A Russian propaganda arm oversaw a criminal and espionage conspiracy to tamper in the 2016 US presidential campaign to support Donald Trump and disparage Hillary Clinton, said an indictment released on Friday that revealed more details than previously known about Moscow’s purported effort to interfere.
The office of US Special Counsel Robert Mueller charged 13 Russians and three Russian companies, including St Petersburg-based Internet Research Agency known for its trolling on social media.
The official who oversees Mueller’s work said the investigation was not finished. The court document said those accused “had a strategic goal to sow discord in the US political system, including the 2016 US presidential election.”
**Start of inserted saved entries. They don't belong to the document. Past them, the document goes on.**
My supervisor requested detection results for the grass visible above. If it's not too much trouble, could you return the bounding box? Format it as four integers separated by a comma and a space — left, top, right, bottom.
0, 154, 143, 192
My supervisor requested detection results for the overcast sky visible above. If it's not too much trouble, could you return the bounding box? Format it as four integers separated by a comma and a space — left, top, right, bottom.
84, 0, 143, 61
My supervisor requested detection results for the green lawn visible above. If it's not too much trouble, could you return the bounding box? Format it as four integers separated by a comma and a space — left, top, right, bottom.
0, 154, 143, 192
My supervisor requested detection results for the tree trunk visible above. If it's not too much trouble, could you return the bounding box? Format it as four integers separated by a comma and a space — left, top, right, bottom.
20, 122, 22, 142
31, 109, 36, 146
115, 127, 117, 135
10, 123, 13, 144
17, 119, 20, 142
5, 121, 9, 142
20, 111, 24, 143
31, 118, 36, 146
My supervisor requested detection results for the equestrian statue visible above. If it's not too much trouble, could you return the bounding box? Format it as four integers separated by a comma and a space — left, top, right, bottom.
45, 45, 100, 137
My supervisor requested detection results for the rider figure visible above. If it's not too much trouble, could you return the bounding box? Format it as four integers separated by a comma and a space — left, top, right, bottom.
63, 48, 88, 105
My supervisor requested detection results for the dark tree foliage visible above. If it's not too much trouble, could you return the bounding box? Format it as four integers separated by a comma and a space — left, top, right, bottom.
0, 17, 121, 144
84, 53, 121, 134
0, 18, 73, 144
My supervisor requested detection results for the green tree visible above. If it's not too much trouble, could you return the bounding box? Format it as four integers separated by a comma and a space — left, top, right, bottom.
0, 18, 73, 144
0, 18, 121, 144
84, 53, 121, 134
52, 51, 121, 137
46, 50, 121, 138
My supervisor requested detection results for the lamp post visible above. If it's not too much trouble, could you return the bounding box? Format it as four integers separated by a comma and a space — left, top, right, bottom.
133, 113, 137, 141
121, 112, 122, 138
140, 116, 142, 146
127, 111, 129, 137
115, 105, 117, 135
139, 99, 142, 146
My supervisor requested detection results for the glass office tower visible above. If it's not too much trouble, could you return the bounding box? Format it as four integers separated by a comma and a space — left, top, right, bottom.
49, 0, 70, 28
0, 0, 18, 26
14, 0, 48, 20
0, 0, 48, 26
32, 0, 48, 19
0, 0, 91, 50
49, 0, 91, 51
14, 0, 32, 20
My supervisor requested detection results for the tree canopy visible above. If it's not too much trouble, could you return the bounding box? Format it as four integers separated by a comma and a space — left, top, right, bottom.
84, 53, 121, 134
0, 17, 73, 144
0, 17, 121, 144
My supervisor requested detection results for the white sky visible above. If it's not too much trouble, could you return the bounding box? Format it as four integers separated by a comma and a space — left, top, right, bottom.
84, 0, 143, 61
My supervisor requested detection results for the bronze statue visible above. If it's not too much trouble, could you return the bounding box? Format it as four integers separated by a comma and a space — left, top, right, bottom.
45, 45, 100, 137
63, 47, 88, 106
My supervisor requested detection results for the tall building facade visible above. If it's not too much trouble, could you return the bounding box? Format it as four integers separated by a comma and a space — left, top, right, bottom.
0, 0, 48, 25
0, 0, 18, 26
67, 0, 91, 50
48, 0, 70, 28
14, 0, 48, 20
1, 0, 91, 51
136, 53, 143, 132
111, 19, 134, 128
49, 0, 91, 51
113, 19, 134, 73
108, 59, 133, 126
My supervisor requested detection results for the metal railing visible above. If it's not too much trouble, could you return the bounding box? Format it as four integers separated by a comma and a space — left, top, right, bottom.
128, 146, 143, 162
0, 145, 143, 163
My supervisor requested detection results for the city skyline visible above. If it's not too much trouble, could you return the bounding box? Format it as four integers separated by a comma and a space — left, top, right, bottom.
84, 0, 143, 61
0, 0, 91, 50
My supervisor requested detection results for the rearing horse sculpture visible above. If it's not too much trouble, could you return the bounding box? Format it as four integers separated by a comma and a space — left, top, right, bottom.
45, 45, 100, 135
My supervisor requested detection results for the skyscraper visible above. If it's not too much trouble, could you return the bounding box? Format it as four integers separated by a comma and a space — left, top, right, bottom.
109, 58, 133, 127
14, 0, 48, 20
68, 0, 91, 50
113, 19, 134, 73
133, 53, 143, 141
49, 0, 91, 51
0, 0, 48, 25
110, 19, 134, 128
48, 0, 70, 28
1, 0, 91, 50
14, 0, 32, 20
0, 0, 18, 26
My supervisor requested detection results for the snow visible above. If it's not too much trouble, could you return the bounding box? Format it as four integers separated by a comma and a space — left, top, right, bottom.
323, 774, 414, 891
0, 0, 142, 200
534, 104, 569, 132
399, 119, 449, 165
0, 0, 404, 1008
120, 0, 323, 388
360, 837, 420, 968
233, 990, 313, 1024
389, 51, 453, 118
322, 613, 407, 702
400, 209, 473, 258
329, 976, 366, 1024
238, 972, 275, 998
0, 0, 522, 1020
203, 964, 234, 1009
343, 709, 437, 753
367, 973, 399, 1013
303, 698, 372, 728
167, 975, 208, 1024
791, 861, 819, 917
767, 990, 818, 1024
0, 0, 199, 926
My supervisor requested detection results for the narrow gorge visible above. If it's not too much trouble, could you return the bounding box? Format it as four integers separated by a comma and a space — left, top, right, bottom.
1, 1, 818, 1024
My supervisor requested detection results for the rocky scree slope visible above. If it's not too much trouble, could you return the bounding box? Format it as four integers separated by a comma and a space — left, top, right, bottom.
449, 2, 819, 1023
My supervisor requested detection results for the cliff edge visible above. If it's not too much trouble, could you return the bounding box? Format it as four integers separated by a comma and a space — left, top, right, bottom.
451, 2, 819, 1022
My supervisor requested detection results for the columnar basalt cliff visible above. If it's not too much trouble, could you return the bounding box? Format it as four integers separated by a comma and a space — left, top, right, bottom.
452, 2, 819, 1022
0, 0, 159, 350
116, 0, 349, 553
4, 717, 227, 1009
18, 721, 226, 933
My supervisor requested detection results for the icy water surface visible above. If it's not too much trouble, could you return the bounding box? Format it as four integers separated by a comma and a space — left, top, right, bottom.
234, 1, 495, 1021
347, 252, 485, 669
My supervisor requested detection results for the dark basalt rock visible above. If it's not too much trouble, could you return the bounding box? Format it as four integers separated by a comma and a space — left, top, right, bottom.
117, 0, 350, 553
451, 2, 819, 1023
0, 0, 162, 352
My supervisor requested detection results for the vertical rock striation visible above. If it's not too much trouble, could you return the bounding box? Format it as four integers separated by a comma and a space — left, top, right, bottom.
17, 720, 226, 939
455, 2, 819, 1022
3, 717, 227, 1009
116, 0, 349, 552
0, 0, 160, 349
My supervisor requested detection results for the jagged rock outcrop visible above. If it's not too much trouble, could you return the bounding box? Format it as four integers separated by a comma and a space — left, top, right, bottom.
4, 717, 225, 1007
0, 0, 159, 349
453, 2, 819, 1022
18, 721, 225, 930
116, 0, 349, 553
The indictment said Russians adopted false online personas to push divisive messages; travelled to the United States to collect intelligence, visiting 10 states; and staged political rallies while posing as Americans.
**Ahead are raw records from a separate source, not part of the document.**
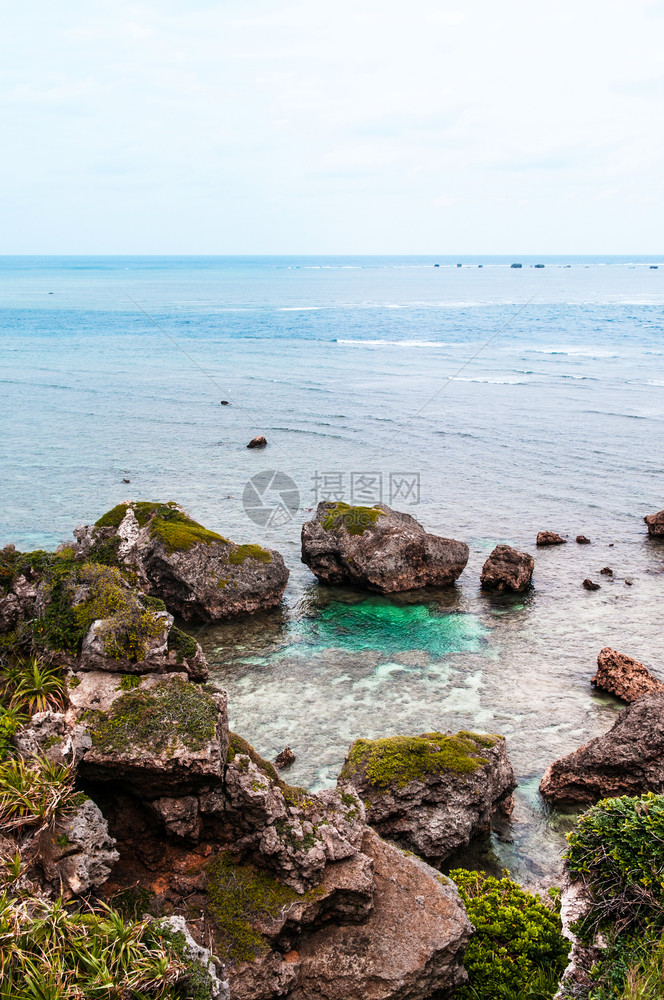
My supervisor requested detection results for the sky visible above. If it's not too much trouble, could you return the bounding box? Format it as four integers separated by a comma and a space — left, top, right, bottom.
1, 0, 663, 254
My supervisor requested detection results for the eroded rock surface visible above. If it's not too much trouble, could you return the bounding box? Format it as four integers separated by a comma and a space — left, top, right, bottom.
644, 509, 664, 537
338, 731, 516, 863
301, 502, 468, 593
540, 693, 664, 805
71, 501, 289, 622
591, 647, 664, 703
290, 829, 471, 1000
480, 544, 534, 593
537, 532, 566, 546
78, 675, 229, 799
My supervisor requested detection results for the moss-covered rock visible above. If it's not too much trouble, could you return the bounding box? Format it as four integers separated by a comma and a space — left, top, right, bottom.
79, 676, 228, 798
301, 501, 469, 593
338, 730, 516, 864
340, 731, 498, 789
206, 852, 300, 964
75, 501, 289, 623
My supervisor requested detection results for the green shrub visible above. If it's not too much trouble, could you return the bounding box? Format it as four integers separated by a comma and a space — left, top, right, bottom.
3, 656, 65, 714
0, 755, 76, 832
566, 793, 664, 935
0, 705, 26, 761
449, 869, 569, 1000
0, 892, 184, 999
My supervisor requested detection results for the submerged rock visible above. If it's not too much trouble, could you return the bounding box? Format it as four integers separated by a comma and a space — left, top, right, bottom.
537, 531, 566, 546
644, 509, 664, 536
71, 501, 289, 622
301, 502, 468, 593
338, 730, 516, 864
480, 544, 534, 593
591, 647, 664, 703
539, 692, 664, 805
247, 436, 267, 448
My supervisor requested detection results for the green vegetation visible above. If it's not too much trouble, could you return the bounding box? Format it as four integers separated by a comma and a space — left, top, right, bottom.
1, 656, 65, 714
321, 501, 385, 535
95, 500, 228, 554
449, 869, 569, 1000
566, 793, 664, 933
0, 755, 76, 833
27, 558, 164, 660
167, 626, 199, 664
119, 673, 142, 690
0, 705, 25, 761
90, 677, 218, 755
340, 731, 500, 790
206, 852, 298, 964
0, 891, 187, 999
227, 543, 272, 565
561, 793, 664, 999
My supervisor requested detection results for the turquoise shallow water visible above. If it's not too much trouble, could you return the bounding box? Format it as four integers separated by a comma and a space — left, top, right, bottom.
2, 254, 663, 882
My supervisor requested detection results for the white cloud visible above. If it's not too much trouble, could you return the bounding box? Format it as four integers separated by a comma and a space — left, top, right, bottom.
0, 0, 662, 252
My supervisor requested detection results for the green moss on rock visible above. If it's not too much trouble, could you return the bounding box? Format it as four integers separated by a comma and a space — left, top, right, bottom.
206, 852, 299, 964
321, 502, 385, 536
227, 543, 272, 565
94, 501, 229, 554
90, 676, 218, 755
226, 732, 312, 807
341, 731, 500, 790
167, 626, 199, 664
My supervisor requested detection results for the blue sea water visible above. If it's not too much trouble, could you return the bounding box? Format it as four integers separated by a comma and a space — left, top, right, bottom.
2, 254, 663, 881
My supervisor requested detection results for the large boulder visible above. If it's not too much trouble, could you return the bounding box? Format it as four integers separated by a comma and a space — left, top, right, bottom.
644, 509, 664, 537
540, 693, 664, 806
289, 829, 471, 1000
70, 501, 289, 622
301, 502, 468, 593
480, 544, 534, 593
338, 731, 516, 864
591, 647, 664, 703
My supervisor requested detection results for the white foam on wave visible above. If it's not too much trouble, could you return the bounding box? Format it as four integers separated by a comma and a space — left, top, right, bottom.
525, 347, 620, 358
335, 338, 455, 347
277, 306, 324, 311
449, 376, 527, 385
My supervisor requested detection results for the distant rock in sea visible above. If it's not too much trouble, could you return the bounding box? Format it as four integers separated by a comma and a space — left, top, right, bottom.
576, 535, 591, 544
644, 509, 664, 536
583, 578, 600, 591
480, 544, 534, 593
536, 531, 566, 546
247, 435, 267, 448
591, 647, 664, 703
510, 262, 522, 268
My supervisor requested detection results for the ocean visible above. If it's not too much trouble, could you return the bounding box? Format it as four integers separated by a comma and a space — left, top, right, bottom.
2, 254, 663, 881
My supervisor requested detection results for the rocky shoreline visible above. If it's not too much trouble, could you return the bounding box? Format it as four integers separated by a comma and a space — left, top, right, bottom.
1, 499, 663, 999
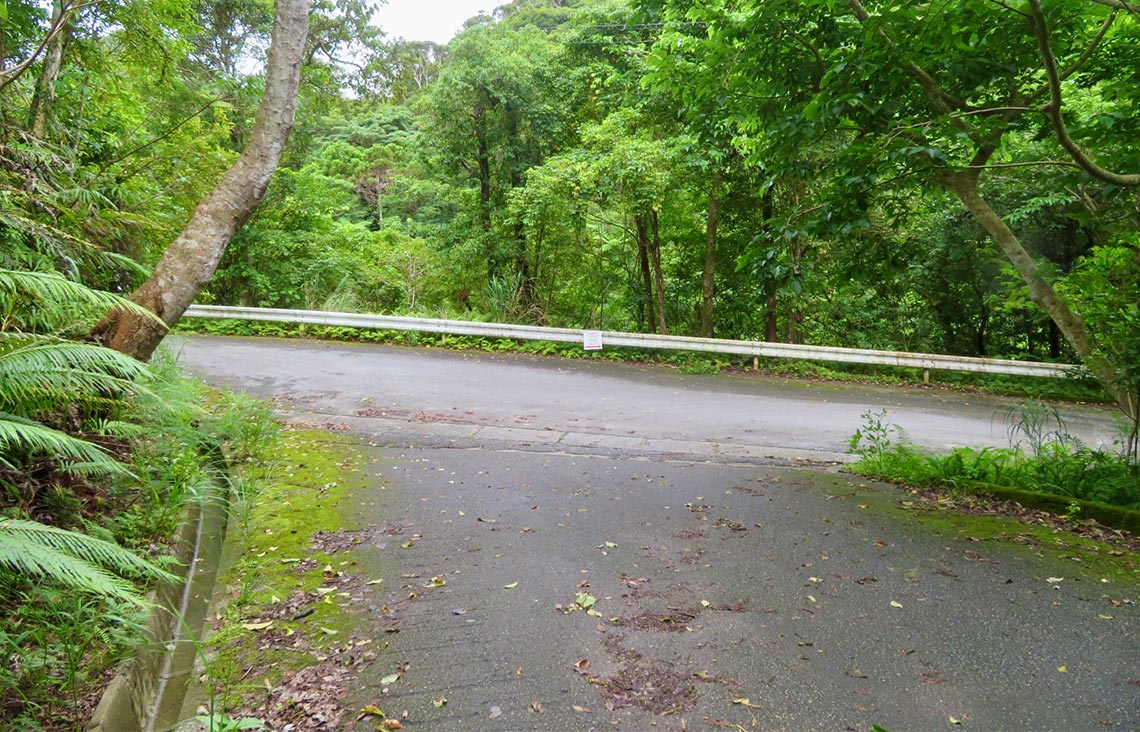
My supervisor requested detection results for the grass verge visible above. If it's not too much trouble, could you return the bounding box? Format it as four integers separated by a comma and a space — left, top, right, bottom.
0, 359, 278, 731
848, 408, 1140, 533
190, 428, 391, 731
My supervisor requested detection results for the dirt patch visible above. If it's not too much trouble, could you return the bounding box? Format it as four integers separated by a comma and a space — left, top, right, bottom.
713, 517, 748, 532
619, 607, 702, 633
245, 643, 377, 731
310, 523, 410, 554
731, 484, 769, 497
211, 553, 384, 730
675, 528, 708, 540
596, 651, 698, 714
677, 546, 706, 565
310, 529, 367, 554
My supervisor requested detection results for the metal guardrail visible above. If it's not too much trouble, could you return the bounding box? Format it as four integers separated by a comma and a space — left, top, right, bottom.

In one case, it said, the Russians paid an unidentified person to build a cage aboard a flatbed truck and another to wear a costume “portraying Clinton in a prison uniform.”
The surprise 37-page indictment could alter the divisive US domestic debate over Russia’s meddling, undercutting some Republicans who, along with Trump, have attacked Mueller’s investigation.
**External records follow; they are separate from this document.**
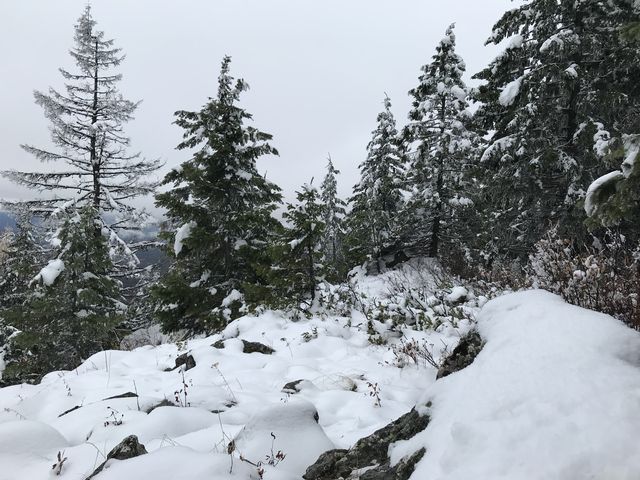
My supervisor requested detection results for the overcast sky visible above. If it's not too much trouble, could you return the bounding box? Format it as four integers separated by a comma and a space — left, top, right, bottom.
0, 0, 513, 214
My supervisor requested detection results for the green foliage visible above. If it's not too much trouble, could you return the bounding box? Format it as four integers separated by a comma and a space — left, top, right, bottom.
268, 183, 326, 312
403, 24, 476, 260
2, 207, 123, 385
470, 0, 640, 263
347, 95, 405, 271
320, 158, 348, 282
153, 56, 282, 335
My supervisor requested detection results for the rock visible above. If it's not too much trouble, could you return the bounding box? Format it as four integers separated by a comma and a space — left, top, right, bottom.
436, 329, 484, 380
58, 405, 82, 417
145, 398, 176, 413
86, 435, 147, 479
241, 339, 275, 355
303, 408, 429, 480
282, 379, 305, 394
212, 339, 274, 354
233, 399, 332, 477
103, 391, 138, 401
174, 353, 196, 371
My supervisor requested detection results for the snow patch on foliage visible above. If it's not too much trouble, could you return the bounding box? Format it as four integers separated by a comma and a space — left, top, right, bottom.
33, 258, 65, 286
174, 221, 196, 256
499, 76, 523, 106
584, 171, 624, 216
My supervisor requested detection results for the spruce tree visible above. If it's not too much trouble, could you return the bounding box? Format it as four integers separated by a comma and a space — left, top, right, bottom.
347, 95, 405, 271
404, 24, 476, 260
472, 0, 640, 262
320, 157, 347, 281
153, 56, 282, 335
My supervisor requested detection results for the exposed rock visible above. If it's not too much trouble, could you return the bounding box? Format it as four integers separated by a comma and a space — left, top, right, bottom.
212, 339, 225, 349
103, 391, 138, 401
303, 408, 429, 480
85, 435, 147, 479
58, 405, 82, 418
241, 340, 275, 355
282, 379, 305, 394
436, 329, 484, 380
144, 398, 176, 413
173, 353, 196, 371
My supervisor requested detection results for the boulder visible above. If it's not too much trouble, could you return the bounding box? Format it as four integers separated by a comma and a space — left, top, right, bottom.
303, 408, 429, 480
173, 353, 196, 371
436, 329, 484, 380
241, 339, 275, 355
86, 435, 147, 479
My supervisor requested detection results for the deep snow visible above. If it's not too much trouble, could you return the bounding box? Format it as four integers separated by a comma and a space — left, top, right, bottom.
1, 286, 639, 479
392, 290, 640, 479
0, 267, 467, 480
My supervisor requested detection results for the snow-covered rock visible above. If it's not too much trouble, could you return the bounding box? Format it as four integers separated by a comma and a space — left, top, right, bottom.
233, 399, 334, 477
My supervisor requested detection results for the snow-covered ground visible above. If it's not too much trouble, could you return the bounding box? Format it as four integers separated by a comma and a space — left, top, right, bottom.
0, 269, 471, 480
1, 277, 639, 479
393, 290, 640, 479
“These Russians engaged in a sinister and systematic attack on our political system. It was a conspiracy to subvert the process, and take aim at democracy itself,” said Paul Ryan, Republican Speaker of the House of Representatives.
The indictment is silent on the question of whether the Trump campaign colluded with the Kremlin, which Mueller is investigating.
In a tweet on Friday, Trump gave his most direct acknowledgement that Russia had meddled in the election, which he has frequently disputed.
“Russia started their anti-US campaign in 2014, long before I announced that I would run for president. The results of the election were not impacted. The Trump campaign did nothing wrong — no collusion!” Trump wrote.
Russian Foreign Ministry spokeswoman Maria Zakharova denounced the allegations as “absurd” and ridiculed the notion that so few Russian nationals could undermine US democracy.
“Thirteen against the billions’ budgets of the secret services?” she asked in a Facebook post.
The accused Russians are unlikely to be arrested or appear in a US court on the charges, which include conspiracy to defraud the United States, wire fraud, bank fraud and identity theft, as there is no extradition treaty between the United States and Russia.